All there is to report is that my life is generally smooth, and I am still generally content, even if I have forgotten the feelings of elation and joy.

Work is a little bit more interesting given that I am working with different people - both on a senior level, as well as a junior level. And I find that my crazy nesting instincts have manifested themselves in very strongly maternal protective feelings towards my two A1 "kids".

French has started again, with rather less fun classmates.

And apart from one of my housemates who has left the home, most of my other friends it seems, have returned home, from rotations, summer breaks, travels.
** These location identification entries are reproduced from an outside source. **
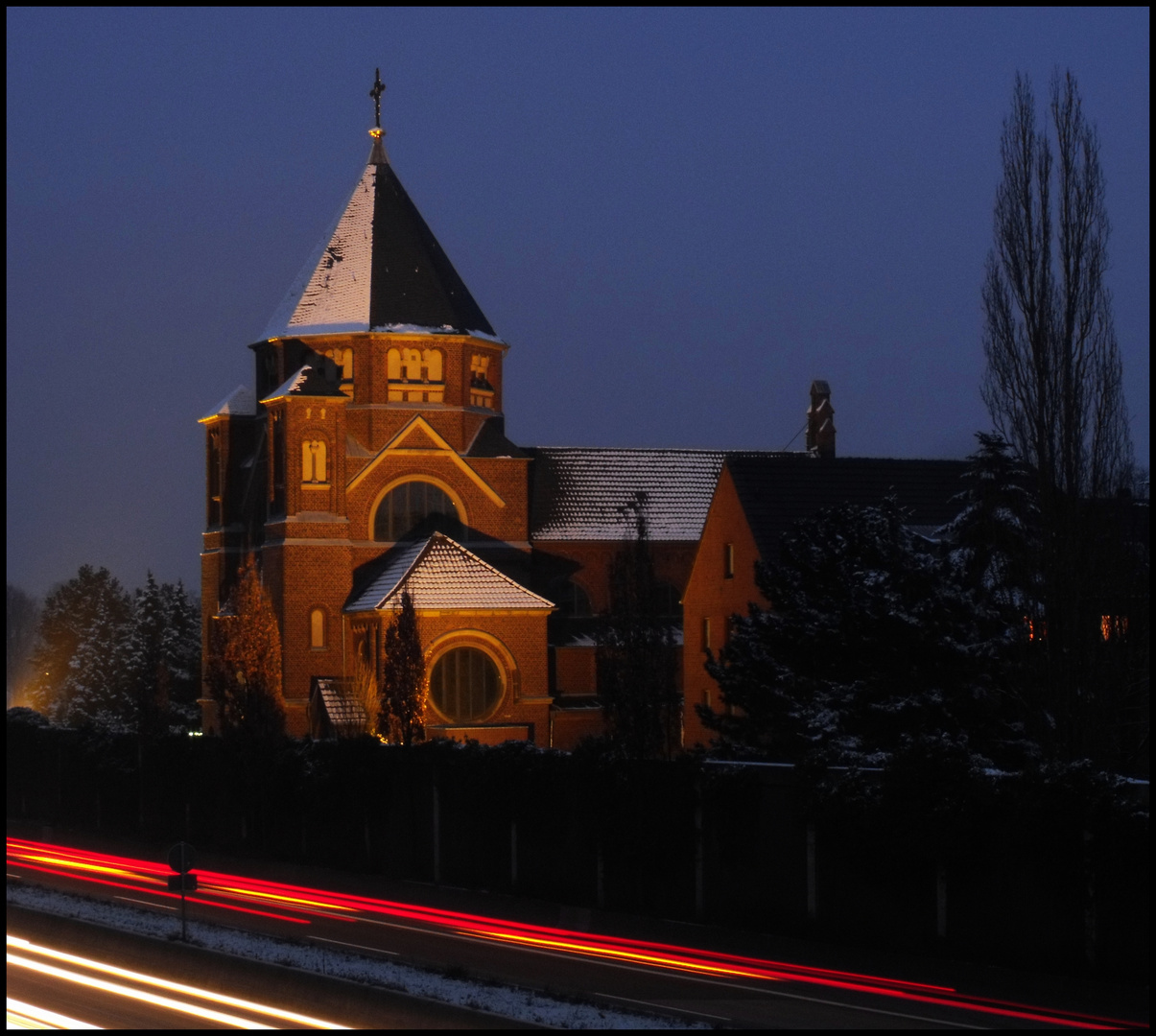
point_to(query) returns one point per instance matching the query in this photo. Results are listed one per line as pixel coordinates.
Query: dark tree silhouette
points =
(1053, 384)
(637, 671)
(243, 670)
(870, 642)
(79, 671)
(23, 619)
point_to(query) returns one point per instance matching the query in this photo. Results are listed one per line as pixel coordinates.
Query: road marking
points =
(145, 902)
(355, 946)
(721, 1018)
(22, 1015)
(180, 989)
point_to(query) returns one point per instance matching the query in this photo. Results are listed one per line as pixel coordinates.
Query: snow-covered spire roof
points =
(378, 269)
(241, 403)
(443, 575)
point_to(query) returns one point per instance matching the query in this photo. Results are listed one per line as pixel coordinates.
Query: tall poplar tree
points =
(1053, 384)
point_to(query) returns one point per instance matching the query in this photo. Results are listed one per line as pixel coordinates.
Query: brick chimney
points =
(821, 421)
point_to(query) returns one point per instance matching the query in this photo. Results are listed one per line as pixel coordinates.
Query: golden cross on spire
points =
(376, 94)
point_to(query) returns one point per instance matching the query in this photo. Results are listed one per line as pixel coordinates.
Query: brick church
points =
(372, 458)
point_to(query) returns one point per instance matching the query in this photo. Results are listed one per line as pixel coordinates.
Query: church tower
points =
(377, 421)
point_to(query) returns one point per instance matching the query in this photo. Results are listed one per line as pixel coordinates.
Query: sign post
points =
(180, 859)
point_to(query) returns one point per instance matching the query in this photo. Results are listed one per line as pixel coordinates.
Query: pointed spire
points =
(379, 268)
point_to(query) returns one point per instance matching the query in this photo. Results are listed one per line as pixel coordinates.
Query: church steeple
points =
(381, 268)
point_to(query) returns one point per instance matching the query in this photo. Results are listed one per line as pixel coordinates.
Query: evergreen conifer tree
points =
(404, 686)
(79, 664)
(244, 668)
(636, 652)
(870, 642)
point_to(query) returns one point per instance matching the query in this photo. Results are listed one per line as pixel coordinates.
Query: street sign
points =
(180, 857)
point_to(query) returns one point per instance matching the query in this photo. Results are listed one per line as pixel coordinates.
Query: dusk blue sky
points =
(677, 219)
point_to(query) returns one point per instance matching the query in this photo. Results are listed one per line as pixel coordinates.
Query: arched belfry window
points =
(312, 460)
(466, 685)
(415, 375)
(317, 628)
(415, 508)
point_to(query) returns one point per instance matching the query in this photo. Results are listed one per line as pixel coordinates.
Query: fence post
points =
(699, 854)
(811, 871)
(513, 854)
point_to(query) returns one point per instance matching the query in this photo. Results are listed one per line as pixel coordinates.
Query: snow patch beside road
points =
(522, 1005)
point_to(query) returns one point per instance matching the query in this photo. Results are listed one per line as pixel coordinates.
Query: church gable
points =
(441, 575)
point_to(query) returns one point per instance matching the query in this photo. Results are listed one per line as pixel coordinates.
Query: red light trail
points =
(227, 891)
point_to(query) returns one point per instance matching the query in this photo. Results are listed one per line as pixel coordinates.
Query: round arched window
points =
(415, 508)
(465, 685)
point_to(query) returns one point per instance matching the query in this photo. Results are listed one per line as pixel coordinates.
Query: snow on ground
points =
(522, 1005)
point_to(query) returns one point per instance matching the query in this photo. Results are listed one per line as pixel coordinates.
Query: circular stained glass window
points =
(465, 685)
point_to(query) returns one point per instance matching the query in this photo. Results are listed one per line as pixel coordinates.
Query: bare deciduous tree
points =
(1053, 379)
(1053, 387)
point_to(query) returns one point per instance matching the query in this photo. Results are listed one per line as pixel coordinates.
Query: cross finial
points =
(376, 94)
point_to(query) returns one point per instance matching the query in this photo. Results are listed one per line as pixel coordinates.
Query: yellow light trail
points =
(22, 1015)
(159, 983)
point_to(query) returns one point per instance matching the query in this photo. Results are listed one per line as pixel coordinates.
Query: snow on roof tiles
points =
(241, 403)
(331, 294)
(347, 715)
(585, 494)
(441, 575)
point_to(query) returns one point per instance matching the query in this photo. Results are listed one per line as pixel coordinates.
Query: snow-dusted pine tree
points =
(180, 650)
(79, 665)
(163, 656)
(244, 666)
(872, 640)
(96, 688)
(404, 685)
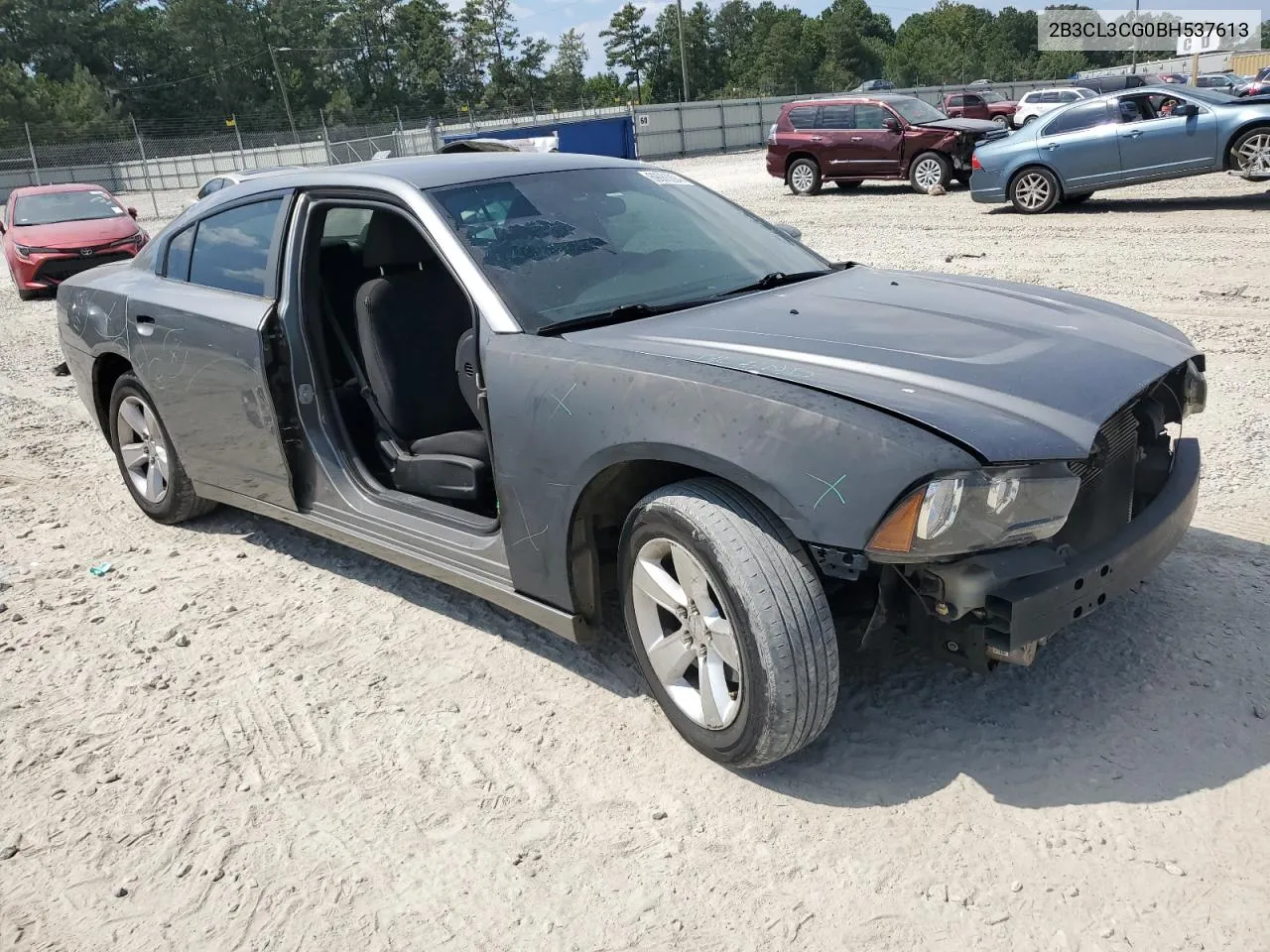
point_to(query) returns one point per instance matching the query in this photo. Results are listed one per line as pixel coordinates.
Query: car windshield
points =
(915, 111)
(56, 207)
(1210, 95)
(564, 245)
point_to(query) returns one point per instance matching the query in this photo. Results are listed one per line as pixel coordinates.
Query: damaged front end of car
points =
(984, 566)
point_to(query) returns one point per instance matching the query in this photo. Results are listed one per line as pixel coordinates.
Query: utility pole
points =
(1137, 7)
(684, 56)
(282, 86)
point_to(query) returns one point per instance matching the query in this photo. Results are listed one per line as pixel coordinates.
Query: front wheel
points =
(930, 169)
(1250, 154)
(729, 622)
(804, 178)
(148, 461)
(1034, 190)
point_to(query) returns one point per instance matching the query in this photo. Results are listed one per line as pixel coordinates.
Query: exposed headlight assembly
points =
(965, 512)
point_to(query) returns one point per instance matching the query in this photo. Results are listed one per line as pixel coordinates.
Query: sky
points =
(550, 18)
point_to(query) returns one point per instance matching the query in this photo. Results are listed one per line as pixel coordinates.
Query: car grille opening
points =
(1103, 504)
(59, 270)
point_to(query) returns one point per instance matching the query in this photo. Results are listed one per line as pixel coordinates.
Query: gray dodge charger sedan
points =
(549, 379)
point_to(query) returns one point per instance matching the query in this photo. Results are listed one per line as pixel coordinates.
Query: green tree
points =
(626, 45)
(567, 76)
(474, 50)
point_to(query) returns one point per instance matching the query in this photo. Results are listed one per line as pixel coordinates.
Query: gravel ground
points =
(245, 738)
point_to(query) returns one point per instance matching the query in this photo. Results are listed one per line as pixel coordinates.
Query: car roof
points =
(54, 189)
(431, 171)
(852, 98)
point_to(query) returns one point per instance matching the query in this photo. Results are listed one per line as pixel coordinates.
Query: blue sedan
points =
(1123, 139)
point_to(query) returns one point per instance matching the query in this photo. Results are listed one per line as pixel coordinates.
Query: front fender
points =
(562, 413)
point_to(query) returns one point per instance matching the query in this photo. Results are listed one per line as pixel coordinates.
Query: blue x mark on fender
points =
(829, 488)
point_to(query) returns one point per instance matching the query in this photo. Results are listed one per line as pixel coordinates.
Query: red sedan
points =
(51, 232)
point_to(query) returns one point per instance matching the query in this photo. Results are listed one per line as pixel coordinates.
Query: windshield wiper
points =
(774, 280)
(624, 312)
(635, 311)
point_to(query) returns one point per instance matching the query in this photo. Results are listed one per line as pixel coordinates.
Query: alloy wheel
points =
(143, 449)
(1033, 190)
(688, 638)
(929, 173)
(1255, 154)
(802, 178)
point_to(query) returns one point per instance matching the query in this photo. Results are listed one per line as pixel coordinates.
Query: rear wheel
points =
(148, 461)
(930, 169)
(729, 622)
(1251, 153)
(804, 177)
(1034, 190)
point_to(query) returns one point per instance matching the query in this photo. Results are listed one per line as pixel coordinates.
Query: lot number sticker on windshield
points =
(665, 178)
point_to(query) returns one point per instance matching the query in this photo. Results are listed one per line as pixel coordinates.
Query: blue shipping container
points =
(611, 135)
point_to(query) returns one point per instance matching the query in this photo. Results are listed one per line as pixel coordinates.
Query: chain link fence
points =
(169, 154)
On my end, I am looking forward to travelling again. The plan is Africa in December. A week in Mauritius at a friend's (and diving!!) and a week elsewhere (location: to be determined - was thinking madagascar before receiving health warnings, or maybe South Africa?). And am also trying to sort out a diving trip to substitue my upended planned diving trip to Egypt in early November.

Work-wise, I had an interview the other day, which I thought I did alright in. I was very natural and enjoyed myself. I really rather liked the two interviewers, who seemed to like me as well. And it was with one of the companies that I would actually like to work for. - With time and with less desperation, I am discovering more about what I like and dislike. Because I am relatively happy with my job at the moment, my job search is more focused on what I would actually like rather than a blanket anything-but-here, which was the situation I was in for most of this year.

Oh.. and last but not least... I discovered smile creases (WRINKLES!!!) under my eyes the other day and panicked. Have determined (tongue-in-cheek of course) that I will never smile again. Nor express emotions facially. :) Eeeps... I am getting old and it is scaring the bejesus out of me...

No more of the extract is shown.